Summer days are perfect for water play outside and any water spilled on clothes will quickly dry. Water play is not just fun, but also pours out lots of kindergarten readiness fun and learning.
While there are tables specially made for water play, any big container will work such as a bin or big bowl. Water play is very much a sensory activity, stimulating the senses of touch, hearing, seeing, and, with kids, sometimes tasting. Some kids do not even mind soap bubbles!
Some of the things that kids learn are:
- Water pours down, unless we squeeze or squirt it in other directions.
- Water doesn’t have its own shape, instead it takes the shape of containers.
- Water can freeze or pour.
- It takes several small containers of waters to fill a big one, and a big one fills a little container and then overflows.
- If a container has holes, the water comes out.
- Some things float in the water and some sink.
Kids like to explore what floats or sinks with items such as plastic bottle caps, jar lids, wooden blocks, popsicle sticks, cups, small bottles, clean rocks and more. Often, kids put things inside another container and watch the container getting lower and lower until water spills over the edge and it all sinks.
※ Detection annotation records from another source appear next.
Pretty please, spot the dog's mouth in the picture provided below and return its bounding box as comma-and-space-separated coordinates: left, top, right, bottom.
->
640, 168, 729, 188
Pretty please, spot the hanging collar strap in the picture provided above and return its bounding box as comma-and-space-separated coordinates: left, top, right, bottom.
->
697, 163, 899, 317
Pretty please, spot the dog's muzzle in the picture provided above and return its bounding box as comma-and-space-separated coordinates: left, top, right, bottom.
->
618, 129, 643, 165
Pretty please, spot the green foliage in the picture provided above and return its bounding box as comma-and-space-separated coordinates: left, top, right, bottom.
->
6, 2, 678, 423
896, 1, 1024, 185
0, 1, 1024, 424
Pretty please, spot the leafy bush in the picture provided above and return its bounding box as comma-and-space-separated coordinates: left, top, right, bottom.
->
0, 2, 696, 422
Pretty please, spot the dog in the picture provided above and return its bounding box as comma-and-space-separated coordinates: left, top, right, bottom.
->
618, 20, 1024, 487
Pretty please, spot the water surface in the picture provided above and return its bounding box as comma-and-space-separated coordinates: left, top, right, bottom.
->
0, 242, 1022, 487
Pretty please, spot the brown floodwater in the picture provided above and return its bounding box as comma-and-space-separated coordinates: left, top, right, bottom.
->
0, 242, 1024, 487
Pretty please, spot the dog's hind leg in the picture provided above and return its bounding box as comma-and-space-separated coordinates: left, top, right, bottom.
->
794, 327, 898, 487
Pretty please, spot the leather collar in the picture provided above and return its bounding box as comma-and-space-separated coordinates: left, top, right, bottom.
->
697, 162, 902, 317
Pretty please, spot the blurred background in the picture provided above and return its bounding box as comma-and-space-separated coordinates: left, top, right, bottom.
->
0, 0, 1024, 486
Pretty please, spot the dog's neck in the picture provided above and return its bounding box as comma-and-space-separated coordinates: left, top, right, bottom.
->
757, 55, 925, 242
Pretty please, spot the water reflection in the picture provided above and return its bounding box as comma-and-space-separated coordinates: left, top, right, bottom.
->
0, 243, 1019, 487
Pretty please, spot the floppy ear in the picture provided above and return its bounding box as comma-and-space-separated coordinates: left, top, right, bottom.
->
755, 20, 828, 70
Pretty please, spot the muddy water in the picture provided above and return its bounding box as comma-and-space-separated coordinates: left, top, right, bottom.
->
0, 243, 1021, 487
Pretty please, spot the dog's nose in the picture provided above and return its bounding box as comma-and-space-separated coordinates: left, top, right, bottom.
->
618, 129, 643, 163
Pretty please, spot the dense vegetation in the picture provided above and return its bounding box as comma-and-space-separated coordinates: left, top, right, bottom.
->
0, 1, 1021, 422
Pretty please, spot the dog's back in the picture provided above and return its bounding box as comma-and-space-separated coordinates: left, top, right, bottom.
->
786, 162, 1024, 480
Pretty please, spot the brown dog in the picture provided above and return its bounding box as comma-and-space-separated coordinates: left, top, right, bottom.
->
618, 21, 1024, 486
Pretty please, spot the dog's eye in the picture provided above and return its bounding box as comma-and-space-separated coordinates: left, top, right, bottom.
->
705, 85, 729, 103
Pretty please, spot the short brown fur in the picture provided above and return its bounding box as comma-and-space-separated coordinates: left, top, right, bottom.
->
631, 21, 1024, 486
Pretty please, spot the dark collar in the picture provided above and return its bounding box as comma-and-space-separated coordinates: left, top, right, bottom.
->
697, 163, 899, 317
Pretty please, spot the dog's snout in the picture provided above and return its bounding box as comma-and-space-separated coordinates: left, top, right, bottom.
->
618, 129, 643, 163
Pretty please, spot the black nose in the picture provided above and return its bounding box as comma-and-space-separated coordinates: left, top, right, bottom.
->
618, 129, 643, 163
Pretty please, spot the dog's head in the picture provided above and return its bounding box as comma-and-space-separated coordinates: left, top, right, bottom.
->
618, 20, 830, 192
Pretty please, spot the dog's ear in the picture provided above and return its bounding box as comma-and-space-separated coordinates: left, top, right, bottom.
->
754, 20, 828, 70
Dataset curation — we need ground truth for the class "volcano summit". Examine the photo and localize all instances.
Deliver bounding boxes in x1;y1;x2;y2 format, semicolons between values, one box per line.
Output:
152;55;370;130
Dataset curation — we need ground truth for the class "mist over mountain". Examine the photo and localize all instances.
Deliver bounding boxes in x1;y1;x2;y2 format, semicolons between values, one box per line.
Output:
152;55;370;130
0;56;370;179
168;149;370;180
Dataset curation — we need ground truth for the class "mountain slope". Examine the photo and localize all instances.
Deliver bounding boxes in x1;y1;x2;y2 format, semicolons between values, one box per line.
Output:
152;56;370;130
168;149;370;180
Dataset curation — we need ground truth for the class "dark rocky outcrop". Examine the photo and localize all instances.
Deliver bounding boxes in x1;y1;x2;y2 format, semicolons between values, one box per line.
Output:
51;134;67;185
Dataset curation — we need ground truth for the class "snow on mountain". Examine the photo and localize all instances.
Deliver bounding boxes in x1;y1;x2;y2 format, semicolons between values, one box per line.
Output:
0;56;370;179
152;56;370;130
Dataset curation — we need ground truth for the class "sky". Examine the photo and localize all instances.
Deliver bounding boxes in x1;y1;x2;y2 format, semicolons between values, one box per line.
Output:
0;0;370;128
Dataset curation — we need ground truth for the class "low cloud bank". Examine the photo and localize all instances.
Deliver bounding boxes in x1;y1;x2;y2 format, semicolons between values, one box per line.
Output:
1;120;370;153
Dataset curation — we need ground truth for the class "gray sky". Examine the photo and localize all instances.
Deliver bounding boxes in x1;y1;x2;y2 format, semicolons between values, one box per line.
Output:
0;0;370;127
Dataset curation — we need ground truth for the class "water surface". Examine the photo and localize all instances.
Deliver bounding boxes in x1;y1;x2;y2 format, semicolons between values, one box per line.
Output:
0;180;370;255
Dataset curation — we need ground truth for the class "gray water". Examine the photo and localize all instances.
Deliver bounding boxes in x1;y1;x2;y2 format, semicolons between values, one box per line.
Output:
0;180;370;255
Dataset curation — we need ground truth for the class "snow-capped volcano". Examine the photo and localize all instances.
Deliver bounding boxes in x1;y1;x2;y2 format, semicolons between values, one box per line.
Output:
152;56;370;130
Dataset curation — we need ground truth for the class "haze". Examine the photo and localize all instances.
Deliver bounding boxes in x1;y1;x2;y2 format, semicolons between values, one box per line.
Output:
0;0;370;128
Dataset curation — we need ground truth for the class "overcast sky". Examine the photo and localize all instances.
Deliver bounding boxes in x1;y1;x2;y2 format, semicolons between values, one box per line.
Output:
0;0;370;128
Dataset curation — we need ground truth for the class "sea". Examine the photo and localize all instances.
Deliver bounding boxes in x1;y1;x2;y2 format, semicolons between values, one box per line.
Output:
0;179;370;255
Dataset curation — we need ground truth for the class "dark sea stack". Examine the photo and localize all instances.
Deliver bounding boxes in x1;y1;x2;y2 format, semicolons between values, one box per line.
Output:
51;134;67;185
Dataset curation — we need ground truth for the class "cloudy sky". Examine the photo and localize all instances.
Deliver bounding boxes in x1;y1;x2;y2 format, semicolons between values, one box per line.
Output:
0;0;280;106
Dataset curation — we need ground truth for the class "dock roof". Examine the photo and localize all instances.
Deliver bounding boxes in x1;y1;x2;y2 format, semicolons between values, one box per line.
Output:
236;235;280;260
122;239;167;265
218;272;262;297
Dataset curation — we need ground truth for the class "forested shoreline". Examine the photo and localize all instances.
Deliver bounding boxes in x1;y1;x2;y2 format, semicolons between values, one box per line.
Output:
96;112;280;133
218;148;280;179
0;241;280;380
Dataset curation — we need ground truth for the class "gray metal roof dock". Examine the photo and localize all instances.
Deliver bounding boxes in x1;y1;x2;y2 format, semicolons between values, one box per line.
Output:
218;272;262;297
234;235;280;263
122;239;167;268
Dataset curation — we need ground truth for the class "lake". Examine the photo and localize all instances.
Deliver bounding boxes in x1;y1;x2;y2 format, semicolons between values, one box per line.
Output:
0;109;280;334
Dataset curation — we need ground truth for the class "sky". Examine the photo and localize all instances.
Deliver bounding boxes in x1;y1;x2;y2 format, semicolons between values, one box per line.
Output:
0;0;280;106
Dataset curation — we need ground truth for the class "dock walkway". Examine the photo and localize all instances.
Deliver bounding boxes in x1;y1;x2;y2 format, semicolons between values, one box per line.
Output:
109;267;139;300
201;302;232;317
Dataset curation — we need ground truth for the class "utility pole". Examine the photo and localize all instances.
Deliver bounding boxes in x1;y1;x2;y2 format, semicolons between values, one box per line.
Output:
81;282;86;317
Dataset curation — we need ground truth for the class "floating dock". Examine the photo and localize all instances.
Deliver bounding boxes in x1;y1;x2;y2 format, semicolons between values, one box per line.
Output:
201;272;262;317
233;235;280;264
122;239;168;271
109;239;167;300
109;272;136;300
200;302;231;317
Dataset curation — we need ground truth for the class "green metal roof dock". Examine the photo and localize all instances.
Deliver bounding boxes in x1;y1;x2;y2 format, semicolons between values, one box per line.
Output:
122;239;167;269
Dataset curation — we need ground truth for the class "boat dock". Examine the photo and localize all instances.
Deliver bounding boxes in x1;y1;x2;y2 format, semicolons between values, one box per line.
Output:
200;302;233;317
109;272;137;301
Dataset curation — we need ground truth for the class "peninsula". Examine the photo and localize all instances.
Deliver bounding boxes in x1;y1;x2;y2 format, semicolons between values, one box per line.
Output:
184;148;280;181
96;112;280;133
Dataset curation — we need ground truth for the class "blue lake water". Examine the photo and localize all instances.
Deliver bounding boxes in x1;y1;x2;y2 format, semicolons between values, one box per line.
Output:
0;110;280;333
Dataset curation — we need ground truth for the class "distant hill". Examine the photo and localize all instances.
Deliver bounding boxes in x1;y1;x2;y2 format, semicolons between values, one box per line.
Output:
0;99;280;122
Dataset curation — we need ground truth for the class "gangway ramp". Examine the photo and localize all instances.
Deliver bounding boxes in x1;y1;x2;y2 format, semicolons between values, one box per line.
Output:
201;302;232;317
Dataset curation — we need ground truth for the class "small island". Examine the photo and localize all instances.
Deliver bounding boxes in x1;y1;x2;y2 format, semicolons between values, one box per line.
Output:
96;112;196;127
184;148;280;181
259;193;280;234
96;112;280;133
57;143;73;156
Play is an early form of science. As children pour, dip, splash, and stir, they are carefully watching what happens–this is observation. They do the same actions over and over again–testing. They remember the results of their actions and make their own “theories” such as flat things float but then they try something flat that sinks and so they play some more–experimenting.When we ask questions about what they are doing, kids will share their discoveries. In science, that’s called reporting.
And all this is child’s play. Do you agree water play is a good fun and learning activity for outside in the summer?